On aura tout notre temps pour examiner la responsabilité et la transparence. Là, maintenant, nous sommes en pleine guerre
«Cela risque de gravement saper, de gravement éroder, la confiance sur le champ de bataille en Ukraine», a ainsi déclaré le démocrate Gerry Connolly. «On aura tout notre temps pour examiner la responsabilité et la transparence. Là, maintenant, nous sommes en pleine guerre», a insisté le président actuel de l’Assemblée parlementaire de l’OTAN.

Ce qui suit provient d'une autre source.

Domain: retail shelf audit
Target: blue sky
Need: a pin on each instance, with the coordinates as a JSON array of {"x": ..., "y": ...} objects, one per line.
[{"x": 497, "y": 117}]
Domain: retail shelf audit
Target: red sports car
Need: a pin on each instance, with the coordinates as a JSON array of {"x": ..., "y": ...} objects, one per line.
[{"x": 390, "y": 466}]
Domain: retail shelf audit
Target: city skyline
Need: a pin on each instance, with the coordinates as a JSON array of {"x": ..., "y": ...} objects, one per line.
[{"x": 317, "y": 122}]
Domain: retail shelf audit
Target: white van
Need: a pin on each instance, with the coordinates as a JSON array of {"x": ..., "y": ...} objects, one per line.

«Ils ont besoin de notre soutien, ils ont besoin de notre amitié, ils ont besoin de pouvoir compter sur nous », a-t-il martelé, évoquant, la voix nouée par l’émotion, le «sacrifice» des Ukrainiens dans leur combat contre l’«autoritarisme» et pour «le simple droit de déterminer leur propre destin». «Je suis pour la transparence et la responsabilité, mais pas dans cette résolution. Pas maintenant, pas avec ce message», conclut l’élu de Virginie.
«Tirer d'abord, poser des questions plus tard»

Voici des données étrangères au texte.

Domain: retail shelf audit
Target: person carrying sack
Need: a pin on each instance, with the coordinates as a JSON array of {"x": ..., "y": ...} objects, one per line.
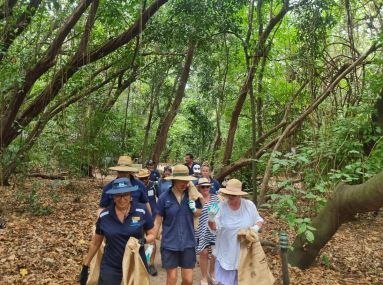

«Cela ne peut pas être la direction du Congrès», lui a rétorqué d’emblée Brian Mast, insistant sur le pouvoir de supervision du Parlement. «Cet argument c’est tirer d'abord − avec les milliards du contribuable américain −, poser des questions plus tard», a-t-il poursuivi, dressant une analogie avec la débâcle du retrait américain d’Afghanistan et réitérant son manque de confiance en l’administration actuelle.
«Ne planifiez rien, ne posez aucune question concernant le retrait de milliards de dollars d’équipements, créez l'organisation terroriste la mieux équipée de l'histoire : c'est ce qui se passe lorsque vous tirez en premier et que vous posez des questions plus tard», a développé ce vétéran, mutilé en Afghanistan, face à un Connolly qui a campé sur sa position.

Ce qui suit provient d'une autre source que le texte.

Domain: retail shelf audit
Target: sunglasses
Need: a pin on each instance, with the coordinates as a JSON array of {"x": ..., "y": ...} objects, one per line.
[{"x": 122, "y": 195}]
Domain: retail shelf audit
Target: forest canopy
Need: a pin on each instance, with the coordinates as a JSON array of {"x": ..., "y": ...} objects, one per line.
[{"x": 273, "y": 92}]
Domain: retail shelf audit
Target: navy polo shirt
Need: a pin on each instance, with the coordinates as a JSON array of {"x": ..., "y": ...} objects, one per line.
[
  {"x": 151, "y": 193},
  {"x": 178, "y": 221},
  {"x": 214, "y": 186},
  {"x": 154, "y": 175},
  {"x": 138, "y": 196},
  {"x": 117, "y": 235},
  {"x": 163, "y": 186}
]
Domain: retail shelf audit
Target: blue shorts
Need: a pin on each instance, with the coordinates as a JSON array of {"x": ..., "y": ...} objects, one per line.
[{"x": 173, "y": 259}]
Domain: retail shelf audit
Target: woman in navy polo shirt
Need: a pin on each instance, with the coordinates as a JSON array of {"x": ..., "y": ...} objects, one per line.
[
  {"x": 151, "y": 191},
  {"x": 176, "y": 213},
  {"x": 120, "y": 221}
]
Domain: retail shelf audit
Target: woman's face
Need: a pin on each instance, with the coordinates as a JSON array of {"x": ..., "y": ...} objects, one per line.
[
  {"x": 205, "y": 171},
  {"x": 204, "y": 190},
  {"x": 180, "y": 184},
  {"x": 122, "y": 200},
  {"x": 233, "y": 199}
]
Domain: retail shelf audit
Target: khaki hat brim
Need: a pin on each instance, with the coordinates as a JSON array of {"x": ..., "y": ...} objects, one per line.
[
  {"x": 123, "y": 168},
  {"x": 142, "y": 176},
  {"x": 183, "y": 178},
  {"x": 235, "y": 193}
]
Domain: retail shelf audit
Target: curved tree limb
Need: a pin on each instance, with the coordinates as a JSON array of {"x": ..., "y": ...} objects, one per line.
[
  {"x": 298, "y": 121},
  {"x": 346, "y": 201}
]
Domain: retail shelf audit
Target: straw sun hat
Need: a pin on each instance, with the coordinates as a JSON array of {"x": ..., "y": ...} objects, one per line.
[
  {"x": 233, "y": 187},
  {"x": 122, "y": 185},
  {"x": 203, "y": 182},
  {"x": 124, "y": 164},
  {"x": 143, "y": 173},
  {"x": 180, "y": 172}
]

L'élu démocrate a quant à lui insisté sur un point : pourrait-il y avoir une suspension des livraisons d’armes et des versements aux Ukrainiens durant l’audit ? Son homologue républicain a réfuté, soulignant qu’il s’agissait uniquement d’une demande au gouvernement de fournir à la Chambre des représentants sous 14 jours tous les documents relatifs à l’aide à l’Ukraine.
Des dizaines de milliards de dollars octroyées, sans visibilité?
Pour autant, Brian Mast a estimé que toute supervision devrait avoir une «incidence» sur les agissements futurs. «C'est la nature de la surveillance et de l'examen des documents», a-t-il insisté. Une sortie qui finira de braquer le Démocrate. «Ce n'est pas la nature de la supervision au milieu d'une guerre!», a en effet fustigé Gerry Connolly, finissant d’écouler le temps de parole de Brian Mast.
Malgré cette mise en échec des Républicains, au sein d’une commission qui reste acquise aux Démocrates, les débats au Congrès autour de l’aide à l’Ukraine s’annoncent houleux pour le reste du mandat de Joe Biden.
Selon le décompte du Kiel Institute for the world Economy (IFW), un think tank allemand, les Etats-Unis ont alloué entre le 24 janvier et le 20 novembre près de 48 milliards d’euros d’aide financière, humanitaire et militaire à l’Ukraine. Dans la foulée des élections de mi-mandat, alors que la Chambre des représentants était pressentie pour basculer dans le camp Républicain, Joe Biden avait demandé au Congrès une rallonge de 37 milliards de dollars à l’aide destinée à l’Ukraine.